FWP 1 fwp.htm Form FWP

 

Issuer Free Writing Prospectus

Filed Pursuant to Rule 433

Registration No. 333-203679

Supplementing the Preliminary Prospectus dated June 3, 2015

Dated September 2, 2015

 

CHANTICLEER HOLDINGS, INC.

 

This free writing prospectus relates only the rights offering to stockholders of Chanticleer Holdings, Inc., a Delaware corporation (“Chanticleer”) of common stock pursuant to the base prospectus dated as of June 3, 2015 (the “Base Prospectus”) included in the Registration Statement on Form S-3 (File No. 333-203679) (“Registration Statement”). The Registration Statement was declared effective on June 9, 2015. The rights offering will be made pursuant to a final prospectus (“Final Prospectus”). Before you invest, you should read the Base Prospectus, Final Prospectus and other documents that Chanticleer Holdings, Inc., a Delaware corporation (“Chanticleer”) files with the Securities and Exchange Commission (“SEC”) for more complete information about Chanticleer and the rights offering. You may get these documents for free by visiting EDGAR on the Securities Exchange Commission’s Web site at www.sec.gov. The link to the Base Prospectus is as follows: http://www.sec.gov/Archives/edgar/data/1106838/000149315215002370/forms-3a.htm.

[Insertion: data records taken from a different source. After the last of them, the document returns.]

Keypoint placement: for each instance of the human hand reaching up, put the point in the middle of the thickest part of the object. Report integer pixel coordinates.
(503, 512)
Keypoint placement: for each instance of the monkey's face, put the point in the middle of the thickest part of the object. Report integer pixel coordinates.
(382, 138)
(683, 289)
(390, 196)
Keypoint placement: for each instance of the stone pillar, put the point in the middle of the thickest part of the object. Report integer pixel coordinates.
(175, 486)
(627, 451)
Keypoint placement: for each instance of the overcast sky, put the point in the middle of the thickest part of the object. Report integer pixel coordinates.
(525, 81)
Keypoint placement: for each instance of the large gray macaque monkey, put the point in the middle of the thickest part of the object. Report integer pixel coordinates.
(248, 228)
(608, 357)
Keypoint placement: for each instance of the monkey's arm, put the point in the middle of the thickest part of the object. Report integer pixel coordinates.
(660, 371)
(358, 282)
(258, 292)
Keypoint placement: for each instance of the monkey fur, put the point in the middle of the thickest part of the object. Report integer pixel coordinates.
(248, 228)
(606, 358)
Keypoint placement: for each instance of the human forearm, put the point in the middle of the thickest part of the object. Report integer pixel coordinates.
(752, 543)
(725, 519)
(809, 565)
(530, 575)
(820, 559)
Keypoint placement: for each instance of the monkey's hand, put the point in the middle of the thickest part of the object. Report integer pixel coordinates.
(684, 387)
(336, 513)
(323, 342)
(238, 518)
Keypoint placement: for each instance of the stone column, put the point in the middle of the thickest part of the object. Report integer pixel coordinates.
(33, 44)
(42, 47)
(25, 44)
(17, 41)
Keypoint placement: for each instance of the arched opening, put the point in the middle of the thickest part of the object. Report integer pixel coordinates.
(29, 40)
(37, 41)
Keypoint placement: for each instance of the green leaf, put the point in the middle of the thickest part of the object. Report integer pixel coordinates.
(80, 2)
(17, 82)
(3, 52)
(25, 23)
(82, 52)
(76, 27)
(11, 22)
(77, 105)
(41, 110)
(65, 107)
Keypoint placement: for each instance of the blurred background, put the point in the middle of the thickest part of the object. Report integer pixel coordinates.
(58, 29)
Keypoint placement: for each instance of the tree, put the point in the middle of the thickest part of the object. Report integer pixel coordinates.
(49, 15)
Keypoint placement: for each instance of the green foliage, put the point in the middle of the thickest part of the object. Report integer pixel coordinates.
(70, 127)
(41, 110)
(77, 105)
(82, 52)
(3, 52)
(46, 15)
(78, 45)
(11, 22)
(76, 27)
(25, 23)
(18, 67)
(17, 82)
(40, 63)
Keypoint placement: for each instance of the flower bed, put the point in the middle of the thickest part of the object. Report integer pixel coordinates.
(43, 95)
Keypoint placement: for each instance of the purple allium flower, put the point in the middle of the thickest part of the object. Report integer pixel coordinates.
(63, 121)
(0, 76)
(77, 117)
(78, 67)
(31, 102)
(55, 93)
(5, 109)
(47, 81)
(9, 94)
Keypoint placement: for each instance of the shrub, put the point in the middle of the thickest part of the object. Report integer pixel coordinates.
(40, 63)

Alternatively, requests for copies of these documents may be directed to the information agent for the rights offering, as follows:

 

Rights Information Agent:

Okapi Partners LLC

437 Madison Avenue, 28th Floor

New York, NY 10022

Phone 212.297.0720 or 877.869.0171

hotr@okapipartners.com

 

Investor Materials

 

This issuer free writing prospectus consists of a Powerpoint presentation prepared by Chanticleer’s management, which is attached hereto as Annex A and is incorporated by reference herein.

 

 

 

 

Forward-Looking Statements

 

In order to provide Chanticleer’s investors with an understanding of its current intentions and future prospects, this free writing prospectus may contain statements that are forward-looking statements regarding the proposed rights offering of its common stock, the intended use of proceeds of the rights offering, Chanticleer’s proposed acquisitions, the expected timing of the acquisitions, the prospects for Chanticleer and its subsidiaries, Chanticleer’s market opportunity, Chanticleer’s expectations for the development of its restaurant properties and future growth and projected earnings of Chanticleer’s business. Any statements that are not historical facts contained in this call are “forward-looking statements” as that term is defined under the Private Securities Litigation Reform Act of 1995 (PSLRA), which statements may be identified by words such as “expects,” “plans,” “projects,” “could,” “may,” “anticipates,” “believes,” “should,” “intends,” “estimates,” and other words of similar meaning. Such forward-looking statements are based on current expectations, involve known and unknown risks, a reliance on third parties for information, transactions or orders that may be cancelled, and other factors that may cause our actual results, performance or achievements, or developments in our industry, to differ materially from the anticipated results, performance or achievements expressed or implied by such forward-looking statements. Factors that could cause actual results to differ materially from anticipated results include risks and uncertainties related to the fluctuation of global economic conditions, the performance of management and our employees, our ability to obtain adequate financing or required licenses, competition, general economic conditions and other factors that are detailed in our periodic reports and on documents we file from time to time with the Securities and Exchange Commission. The forward-looking statements contained in this press release speak only as of the date the statements were made, and Chanticleer does not undertake any obligation to update forward-looking statements. We intend that all forward-looking statements be subject to the safe-harbor provisions of the PSLRA.

 

Neither the Securities and Exchange Commission nor any other regulatory body has approved or disapproved the common stock offered pursuant to the rights offering or passed upon the adequacy or accuracy of this free writing prospectus or the Base or Final Prospectus. Any representation to the contrary is a criminal offense.